ParaAegis: Parallel Protection for Flexible Privacy-preserved Federated Learning
This addresses the practical implementation challenges in federated learning for practitioners by providing a tunable system, though it is incremental as it builds on existing methods like differential privacy and homomorphic encryption.
The paper tackles the rigid trade-off between model utility and computational efficiency in federated learning protection mechanisms by introducing ParaAegis, a parallel protection framework that allows flexible control over privacy-utility-efficiency balance, with experimental results showing adjustable prioritization between accuracy and training time.

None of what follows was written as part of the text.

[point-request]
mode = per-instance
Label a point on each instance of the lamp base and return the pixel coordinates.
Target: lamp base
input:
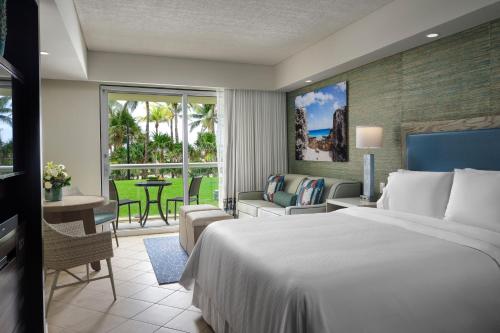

Federated learning (FL) faces a critical dilemma: existing protection mechanisms like differential privacy (DP) and homomorphic encryption (HE) enforce a rigid trade-off, forcing a choice between model utility and computational efficiency. This lack of flexibility hinders the practical implementation. To address this, we introduce ParaAegis, a parallel protection framework designed to give practitioners flexible control over the privacy-utility-efficiency balance. Our core innovation is a strategic model partitioning scheme. By applying lightweight DP to the less critical, low norm portion of the model while protecting the remainder with HE, we create a tunable system. A distributed voting mechanism ensures consensus on this partitioning. Theoretical analysis confirms the adjustments between efficiency and utility with the same privacy. Crucially, the experimental results demonstrate that by adjusting the hyperparameters, our method enables flexible prioritization between model accuracy and training time.